Lebensmittelunverträglichkeiten

Wenn es nach dem Essen im Bauch rumort

Ein klassischer Fall:

Seit einigen Wochen haben Sie nach dem zweiten Cappuccino Bauchschmerzen und auch etwas Durchfall  –  danach geht es wieder besser. Vielleicht leiden Sie an einer Unverträglichkeit für Milchzucker einer sog. Laktoseintoleranz.

Möglicherweise reicht es aus, etwas weniger Milch in den Kaffee zu geben oder laktosefreie Milch zu benutzen und es geht Ihnen wieder super …

Leider ist das nicht immer so einfach und es gilt zunächst ernsthafte Erkrankungen auszuschließen, die ebenfalls Bauchschmerzen, wiederkehrende Übelkeit Durchfälle auslösen können (Magengeschwüre, chronisch entzündliche Darmerkrankungen oder gar Darmkrebs).
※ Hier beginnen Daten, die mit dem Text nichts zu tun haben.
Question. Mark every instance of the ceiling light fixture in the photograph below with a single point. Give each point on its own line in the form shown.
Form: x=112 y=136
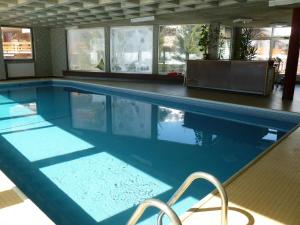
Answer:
x=142 y=19
x=278 y=24
x=243 y=20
Gehen Sie also zum Arzt !

Es gibt eine Vielzahl von Problemen mit Nahrungsmitteln:

1) LAKTOSEINTOLERANZ

In Deutschland kann jeder sechste Milchzucker nicht oder nur unvollständig verdauen. Das liegt daran, dass der Körper das hierfür erforderliche Enzym Laktase nicht mehr (oder zu wenig) produziert. Nach dem Kindes- und Jugendalter verringert sich die Produktion des Enzymes, sodass sich eine Laktoseintoleranz schleichend entwickeln kann. Dies ist wohl genetisch bedingt. Der unverdaute Milchzucker wird im Dickdarm von den dort reichlich vorkommenden (– ist gut so –) Bakterien abgebaut in Kohlendioxid, Wasserstoff und kurzkettige Fettsäuren. So kommt es nach dem Verzehr von Milchprodukten zu Blähungen, wässrigen Durchfällen, auch Übelkeit und Bauchschmerzen. Meist werden geringe Mengen von Laktose aber noch vertragen (…. ein Cappuccino geht, zwei nicht ….)

 Wie wird eine Laktoseintoleranz festgestellt?

a) Vermeintlich Betroffene können einfach einen Auslassversuch machen d.h. Milchprodukte weglassen. Sind Sie dann beschwerdefrei, liegt die Diagnose auf der Hand. Man kann sich dann langsam an die individuell vertragene Milchzuckermenge heranarbeiten.

Mitunter hilft auch die Umstellung auf laktosefreie Milchprodukte.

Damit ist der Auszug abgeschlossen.